Member of parliament, Lok Sabha
- In office 2004 – 2009
- Preceded by: Ram Raghunath Choudhary
- Succeeded by: Jyoti Mirdha
- Constituency: Nagaur

Personal details
- Born: 7 June 1929 Nagaur, Rajasthan, India
- Died: 2 July 2012 (aged 83) Dangawas, Merta City, Nagaur, Rajasthan, India
- Party: BJP
- Spouse: Sugni Devi
- Children: 4 Son's

= Bhanwar Singh Dangawas =

Indian politician

Bhanwar Singh Dangawas (7 June 1929 – 2 July 2012) was a member of the 14th Lok Sabha from 2004 to 2009 representing the Nagaur Constituency of Rajasthan. During that time he was a member of the Bharatiya Janata Party (BJP) political party.

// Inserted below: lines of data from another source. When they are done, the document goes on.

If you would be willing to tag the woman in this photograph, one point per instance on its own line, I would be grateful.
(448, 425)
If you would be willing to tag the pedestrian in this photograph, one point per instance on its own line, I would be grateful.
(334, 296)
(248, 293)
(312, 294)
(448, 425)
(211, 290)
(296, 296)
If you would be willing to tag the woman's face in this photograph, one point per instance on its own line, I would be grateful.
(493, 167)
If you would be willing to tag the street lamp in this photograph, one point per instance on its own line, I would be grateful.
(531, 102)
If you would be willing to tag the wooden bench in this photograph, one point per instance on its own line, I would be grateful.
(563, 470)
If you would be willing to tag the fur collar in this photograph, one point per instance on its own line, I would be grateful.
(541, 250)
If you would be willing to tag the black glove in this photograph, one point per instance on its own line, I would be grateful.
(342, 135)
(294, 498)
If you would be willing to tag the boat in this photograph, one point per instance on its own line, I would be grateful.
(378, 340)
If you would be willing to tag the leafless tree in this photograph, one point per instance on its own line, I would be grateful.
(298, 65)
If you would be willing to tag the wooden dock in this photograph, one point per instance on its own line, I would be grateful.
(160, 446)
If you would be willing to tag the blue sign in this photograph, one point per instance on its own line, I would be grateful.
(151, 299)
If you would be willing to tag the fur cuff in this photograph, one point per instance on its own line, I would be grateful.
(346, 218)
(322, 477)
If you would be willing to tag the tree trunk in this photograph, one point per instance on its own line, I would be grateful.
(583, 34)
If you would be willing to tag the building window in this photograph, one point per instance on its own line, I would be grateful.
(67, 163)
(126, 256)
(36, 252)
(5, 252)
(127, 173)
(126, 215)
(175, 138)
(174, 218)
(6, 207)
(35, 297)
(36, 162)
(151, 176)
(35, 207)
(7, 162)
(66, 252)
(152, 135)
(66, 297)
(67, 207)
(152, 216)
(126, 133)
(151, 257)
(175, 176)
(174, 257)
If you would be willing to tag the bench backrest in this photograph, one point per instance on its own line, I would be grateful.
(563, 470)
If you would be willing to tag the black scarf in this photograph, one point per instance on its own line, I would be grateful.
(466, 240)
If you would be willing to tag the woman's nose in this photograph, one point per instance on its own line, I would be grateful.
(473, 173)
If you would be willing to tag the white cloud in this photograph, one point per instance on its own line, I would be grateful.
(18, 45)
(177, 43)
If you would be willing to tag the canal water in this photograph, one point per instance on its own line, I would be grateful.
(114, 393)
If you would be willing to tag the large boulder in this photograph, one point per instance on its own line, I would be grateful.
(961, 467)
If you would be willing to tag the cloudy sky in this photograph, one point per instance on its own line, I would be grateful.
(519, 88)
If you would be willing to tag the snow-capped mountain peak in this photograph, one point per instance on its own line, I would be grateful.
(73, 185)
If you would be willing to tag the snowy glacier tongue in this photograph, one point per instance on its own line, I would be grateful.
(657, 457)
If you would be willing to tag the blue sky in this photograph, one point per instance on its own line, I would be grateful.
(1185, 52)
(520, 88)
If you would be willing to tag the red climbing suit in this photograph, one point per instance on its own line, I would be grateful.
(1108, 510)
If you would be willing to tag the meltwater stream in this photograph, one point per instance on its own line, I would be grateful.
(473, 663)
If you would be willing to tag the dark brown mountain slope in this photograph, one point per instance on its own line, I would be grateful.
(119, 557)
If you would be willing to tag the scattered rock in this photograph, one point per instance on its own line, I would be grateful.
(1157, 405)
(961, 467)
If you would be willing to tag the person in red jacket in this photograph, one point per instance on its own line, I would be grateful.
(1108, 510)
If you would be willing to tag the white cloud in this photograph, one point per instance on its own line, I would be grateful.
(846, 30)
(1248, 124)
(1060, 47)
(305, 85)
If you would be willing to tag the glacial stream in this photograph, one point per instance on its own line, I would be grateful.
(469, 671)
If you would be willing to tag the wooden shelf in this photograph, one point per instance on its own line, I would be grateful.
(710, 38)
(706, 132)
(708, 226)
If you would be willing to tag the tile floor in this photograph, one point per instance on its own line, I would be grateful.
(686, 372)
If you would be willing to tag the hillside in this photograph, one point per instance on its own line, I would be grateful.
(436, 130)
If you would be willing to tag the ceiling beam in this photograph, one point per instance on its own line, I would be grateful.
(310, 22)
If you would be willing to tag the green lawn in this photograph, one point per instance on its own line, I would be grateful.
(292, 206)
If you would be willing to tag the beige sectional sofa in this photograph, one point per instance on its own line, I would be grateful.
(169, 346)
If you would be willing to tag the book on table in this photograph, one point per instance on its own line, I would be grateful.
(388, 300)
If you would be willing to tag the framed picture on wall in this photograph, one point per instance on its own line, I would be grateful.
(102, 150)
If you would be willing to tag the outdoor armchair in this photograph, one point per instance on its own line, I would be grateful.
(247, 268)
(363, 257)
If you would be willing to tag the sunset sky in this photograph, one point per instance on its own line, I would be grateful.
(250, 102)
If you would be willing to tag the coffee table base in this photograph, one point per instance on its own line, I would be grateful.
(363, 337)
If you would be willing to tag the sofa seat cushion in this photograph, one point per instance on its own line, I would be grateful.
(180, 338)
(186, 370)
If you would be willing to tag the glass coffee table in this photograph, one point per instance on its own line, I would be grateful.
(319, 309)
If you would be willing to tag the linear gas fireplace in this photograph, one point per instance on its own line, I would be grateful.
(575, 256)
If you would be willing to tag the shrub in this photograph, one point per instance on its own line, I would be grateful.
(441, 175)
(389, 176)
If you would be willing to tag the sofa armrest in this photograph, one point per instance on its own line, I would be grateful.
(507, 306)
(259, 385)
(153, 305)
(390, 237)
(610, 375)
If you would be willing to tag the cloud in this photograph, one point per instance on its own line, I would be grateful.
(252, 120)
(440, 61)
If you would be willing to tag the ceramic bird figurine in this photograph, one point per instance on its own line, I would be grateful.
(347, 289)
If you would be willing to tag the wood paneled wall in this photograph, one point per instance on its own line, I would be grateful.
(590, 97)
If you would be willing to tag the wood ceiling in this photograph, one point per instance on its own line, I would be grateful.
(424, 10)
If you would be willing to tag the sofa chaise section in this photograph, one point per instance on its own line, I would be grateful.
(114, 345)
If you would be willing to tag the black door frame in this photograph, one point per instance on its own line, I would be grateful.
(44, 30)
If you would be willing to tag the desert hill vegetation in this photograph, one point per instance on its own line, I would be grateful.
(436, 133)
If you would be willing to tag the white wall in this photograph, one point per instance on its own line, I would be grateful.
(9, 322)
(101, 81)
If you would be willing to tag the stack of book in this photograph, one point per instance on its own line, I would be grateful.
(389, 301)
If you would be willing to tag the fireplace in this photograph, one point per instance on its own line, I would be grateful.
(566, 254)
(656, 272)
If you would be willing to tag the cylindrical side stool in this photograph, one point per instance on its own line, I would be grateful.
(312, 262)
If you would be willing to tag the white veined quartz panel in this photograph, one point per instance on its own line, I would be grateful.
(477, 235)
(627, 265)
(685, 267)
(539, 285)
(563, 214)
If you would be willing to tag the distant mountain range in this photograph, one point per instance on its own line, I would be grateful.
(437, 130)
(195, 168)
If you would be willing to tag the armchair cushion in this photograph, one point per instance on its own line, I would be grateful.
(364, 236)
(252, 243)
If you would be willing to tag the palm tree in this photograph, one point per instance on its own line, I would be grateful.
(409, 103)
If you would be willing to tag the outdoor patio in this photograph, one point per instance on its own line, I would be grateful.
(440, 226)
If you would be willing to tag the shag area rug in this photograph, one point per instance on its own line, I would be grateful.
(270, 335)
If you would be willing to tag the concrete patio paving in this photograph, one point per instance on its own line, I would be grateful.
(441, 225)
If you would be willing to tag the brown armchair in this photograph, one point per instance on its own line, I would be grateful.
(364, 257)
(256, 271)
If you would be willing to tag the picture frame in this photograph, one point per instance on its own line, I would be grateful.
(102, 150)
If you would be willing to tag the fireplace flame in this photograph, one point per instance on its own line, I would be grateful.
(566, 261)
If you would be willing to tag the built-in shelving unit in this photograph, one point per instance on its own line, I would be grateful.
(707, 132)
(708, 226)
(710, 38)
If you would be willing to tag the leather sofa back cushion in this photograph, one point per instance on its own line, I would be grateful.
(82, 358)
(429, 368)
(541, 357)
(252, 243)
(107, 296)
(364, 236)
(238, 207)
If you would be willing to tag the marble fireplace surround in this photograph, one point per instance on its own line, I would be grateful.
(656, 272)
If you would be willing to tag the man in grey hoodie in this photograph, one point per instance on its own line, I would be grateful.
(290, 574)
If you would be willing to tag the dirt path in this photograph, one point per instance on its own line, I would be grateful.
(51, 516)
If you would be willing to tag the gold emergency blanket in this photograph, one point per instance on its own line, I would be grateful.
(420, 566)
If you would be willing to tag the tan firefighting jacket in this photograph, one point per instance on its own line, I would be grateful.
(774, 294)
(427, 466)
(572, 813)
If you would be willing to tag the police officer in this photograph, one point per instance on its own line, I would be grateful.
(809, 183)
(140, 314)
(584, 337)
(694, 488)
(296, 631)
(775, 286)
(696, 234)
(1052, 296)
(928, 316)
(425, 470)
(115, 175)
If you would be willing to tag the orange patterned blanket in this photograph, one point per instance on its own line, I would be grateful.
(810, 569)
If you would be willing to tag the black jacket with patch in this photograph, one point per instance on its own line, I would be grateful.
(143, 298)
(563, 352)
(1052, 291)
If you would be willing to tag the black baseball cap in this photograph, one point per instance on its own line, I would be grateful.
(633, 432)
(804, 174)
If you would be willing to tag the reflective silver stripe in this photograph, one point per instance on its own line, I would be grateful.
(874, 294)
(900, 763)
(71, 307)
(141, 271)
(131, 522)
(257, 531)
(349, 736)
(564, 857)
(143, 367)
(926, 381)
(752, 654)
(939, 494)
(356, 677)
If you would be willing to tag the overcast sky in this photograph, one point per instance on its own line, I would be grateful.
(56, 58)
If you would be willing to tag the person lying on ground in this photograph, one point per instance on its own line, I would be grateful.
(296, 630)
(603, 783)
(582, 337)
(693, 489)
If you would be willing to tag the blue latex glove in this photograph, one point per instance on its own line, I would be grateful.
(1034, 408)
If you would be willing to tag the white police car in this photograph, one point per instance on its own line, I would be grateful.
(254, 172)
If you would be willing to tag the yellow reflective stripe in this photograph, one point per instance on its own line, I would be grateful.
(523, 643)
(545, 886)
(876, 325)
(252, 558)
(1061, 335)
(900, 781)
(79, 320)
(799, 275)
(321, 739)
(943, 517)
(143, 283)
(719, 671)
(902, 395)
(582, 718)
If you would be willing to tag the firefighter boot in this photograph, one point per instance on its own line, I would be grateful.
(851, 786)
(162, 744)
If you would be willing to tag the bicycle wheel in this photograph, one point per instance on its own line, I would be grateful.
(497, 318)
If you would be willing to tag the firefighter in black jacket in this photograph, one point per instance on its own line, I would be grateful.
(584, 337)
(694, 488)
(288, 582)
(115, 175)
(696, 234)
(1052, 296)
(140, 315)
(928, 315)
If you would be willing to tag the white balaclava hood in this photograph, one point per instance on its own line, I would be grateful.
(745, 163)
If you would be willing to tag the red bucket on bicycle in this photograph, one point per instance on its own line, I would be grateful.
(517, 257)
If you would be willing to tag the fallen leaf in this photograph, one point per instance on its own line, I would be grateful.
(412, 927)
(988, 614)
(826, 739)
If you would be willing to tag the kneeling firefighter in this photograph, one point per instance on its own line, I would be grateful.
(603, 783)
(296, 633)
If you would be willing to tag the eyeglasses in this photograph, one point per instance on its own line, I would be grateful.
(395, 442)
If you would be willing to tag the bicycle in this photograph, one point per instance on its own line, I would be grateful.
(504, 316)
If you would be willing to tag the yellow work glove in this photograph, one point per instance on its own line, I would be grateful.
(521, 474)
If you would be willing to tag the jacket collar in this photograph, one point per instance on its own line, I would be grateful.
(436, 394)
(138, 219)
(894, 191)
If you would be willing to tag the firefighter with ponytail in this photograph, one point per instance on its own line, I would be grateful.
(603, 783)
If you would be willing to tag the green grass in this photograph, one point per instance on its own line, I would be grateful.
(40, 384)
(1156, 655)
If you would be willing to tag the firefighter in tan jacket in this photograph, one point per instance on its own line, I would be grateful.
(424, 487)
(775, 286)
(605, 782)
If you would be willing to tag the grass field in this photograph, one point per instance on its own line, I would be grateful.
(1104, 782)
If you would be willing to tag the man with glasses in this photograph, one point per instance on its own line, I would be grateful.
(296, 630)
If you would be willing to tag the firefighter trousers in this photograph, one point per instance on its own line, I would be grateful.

Shri Dangawas was also a member of Rajasthan Legislative Assembly during 1993 to 1998 and 2003 to 2004. He was Minister of State for Home Affairs in the Government of Rajasthan in 1998. An able parliamentarian, Shri Dangawas served as a member of Standing Committee on Water Resources during 2007 to 2009. Shri Dangawas had been honoured by the President of India with Police Medals for gallantry and for distinguished and meritorious Police Service. Shri Bhanwar Singh Dangawas died on 2 July 2012 at the age of 83.